Now these nominees are being allowed entitlement for ESOPs from the companies where they are nominated. Here is a funny story of two LIC directors on the Board of L&T fighting it out :-)
Last year, there was a two-month face-off between LIC and GIC and their nominee directors, B P Deshmukh and Kranti Sinha, on the board of Larsen and Toubro (L&T) after the nominee-directors refused to return shares allotted to them by the construction major in spite of directions by both the institutions that its nominees should not accept any Esops. Sinha and Deshmukh held 20,000 and 30,000 L&T shares, the market price of which was Rs 3.5 crore and Rs 5 crore, respectively, at the time.

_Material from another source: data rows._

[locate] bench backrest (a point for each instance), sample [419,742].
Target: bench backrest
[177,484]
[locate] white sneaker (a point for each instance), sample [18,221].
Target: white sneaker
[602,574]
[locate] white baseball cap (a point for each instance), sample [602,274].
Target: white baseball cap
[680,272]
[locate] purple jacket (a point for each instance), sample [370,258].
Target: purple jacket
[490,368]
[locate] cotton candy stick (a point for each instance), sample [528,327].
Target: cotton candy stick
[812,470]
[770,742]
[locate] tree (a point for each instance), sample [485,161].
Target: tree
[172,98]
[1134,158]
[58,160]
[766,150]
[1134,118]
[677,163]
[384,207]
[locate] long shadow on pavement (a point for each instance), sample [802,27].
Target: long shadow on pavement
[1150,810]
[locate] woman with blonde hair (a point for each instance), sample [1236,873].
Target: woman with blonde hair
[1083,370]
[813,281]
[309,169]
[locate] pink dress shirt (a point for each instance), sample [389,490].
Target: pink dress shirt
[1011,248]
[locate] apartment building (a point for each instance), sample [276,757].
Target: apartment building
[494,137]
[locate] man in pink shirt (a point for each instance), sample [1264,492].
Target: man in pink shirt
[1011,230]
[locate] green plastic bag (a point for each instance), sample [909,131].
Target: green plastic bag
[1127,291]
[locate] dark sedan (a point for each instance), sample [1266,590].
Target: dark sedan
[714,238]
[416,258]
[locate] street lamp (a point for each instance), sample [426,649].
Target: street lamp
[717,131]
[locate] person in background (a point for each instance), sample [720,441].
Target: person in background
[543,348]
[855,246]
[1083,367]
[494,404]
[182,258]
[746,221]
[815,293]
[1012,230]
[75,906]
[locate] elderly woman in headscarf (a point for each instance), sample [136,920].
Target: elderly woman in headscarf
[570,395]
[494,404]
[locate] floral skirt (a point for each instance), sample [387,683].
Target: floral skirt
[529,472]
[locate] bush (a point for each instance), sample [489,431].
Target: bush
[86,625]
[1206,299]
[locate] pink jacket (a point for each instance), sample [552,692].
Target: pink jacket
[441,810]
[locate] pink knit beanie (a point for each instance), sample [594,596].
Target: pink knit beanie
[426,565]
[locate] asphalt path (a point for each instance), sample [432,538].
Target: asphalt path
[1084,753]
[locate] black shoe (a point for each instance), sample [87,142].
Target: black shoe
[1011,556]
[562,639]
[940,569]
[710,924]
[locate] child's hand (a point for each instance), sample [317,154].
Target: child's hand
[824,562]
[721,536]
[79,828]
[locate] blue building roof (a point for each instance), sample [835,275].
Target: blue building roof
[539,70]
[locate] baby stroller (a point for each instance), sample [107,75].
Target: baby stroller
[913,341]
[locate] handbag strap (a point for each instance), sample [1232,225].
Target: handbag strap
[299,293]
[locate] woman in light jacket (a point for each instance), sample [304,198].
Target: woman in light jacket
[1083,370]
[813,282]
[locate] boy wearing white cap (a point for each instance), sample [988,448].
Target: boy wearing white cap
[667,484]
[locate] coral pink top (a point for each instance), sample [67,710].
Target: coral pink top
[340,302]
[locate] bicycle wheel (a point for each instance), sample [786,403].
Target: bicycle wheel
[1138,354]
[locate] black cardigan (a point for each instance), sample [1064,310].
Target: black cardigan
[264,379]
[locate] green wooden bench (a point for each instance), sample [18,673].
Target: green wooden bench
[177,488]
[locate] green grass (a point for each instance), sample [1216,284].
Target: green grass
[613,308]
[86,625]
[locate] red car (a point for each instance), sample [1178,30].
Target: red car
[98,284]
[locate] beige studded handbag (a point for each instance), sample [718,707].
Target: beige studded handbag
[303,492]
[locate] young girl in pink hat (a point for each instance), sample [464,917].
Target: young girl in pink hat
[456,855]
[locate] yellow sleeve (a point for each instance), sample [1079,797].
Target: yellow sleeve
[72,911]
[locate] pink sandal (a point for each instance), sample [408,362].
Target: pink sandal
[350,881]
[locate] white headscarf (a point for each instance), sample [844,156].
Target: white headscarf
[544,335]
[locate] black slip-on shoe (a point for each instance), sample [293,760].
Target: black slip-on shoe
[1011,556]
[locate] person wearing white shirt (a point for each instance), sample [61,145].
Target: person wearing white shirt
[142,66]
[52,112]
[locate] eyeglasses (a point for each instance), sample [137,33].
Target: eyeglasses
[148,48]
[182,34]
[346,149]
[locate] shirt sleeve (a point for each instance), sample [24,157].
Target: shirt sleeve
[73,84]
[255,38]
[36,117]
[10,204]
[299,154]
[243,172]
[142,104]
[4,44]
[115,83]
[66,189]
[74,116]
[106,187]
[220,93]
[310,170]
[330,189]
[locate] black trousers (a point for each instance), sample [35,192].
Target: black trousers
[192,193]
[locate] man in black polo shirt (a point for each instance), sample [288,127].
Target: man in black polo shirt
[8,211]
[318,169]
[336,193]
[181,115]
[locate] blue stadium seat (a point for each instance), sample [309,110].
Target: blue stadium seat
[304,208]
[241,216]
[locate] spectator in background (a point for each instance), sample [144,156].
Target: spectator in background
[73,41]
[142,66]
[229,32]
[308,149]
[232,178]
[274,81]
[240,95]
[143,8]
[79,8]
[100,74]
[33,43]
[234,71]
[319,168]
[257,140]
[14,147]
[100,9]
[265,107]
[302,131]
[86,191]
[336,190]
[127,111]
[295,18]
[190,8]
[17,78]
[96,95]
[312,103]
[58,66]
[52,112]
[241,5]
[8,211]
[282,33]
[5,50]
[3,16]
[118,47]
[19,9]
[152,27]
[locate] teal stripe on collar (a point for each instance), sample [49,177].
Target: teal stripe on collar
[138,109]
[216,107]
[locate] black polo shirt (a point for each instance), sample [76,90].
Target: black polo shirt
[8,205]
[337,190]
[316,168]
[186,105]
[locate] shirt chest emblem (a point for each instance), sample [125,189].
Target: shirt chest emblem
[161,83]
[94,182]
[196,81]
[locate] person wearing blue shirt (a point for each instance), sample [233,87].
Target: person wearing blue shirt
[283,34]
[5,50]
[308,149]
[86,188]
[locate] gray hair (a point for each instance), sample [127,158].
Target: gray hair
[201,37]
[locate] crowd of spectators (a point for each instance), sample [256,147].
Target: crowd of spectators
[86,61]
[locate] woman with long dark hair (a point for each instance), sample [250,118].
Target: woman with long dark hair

The two financial institutions moved the Bombay High Court to bar their nominee directors from dealing in these shares. Both directors lost their jobs on the L&T board. The matter was later settled out of court after the former directors returned their employee stock option shares to the company. After this, all financial institutions that hold equity stakes in various companies had written to them asking them not to issue Esops to their representatives to avoid a similar situation.
I have a few questions –
a) Aren’t nominees just what they are - employees of investor institutions? How can they be entitled to a perk that is available to the permanent employees and non-wholetime directors of companies even as their attendance at the board meetings are only to protect the interest of their employer?
b) Where does the loyalty of the nominee (post ESOPs) lie? To the management of the company that enriched him or to the PSU employer that pays him a piffling salary in comparison?
c) How can the employer expect the ESOP awarded nominee to protect their interests? Why would they go against the company that enriched them?
d) What strategic value could the nominees offer to the assisted company that belongs to an entirely different vertical? Let’s say an IDBI nominee (a banking professional) in the Board of a power company - can he ensure leakproof transmission and distribution of power? (Now don't tell me he could suggest low cost financing measures - we know how financially savvy they are; just take one look at earnings growth of their parent institution itself. You get the picture?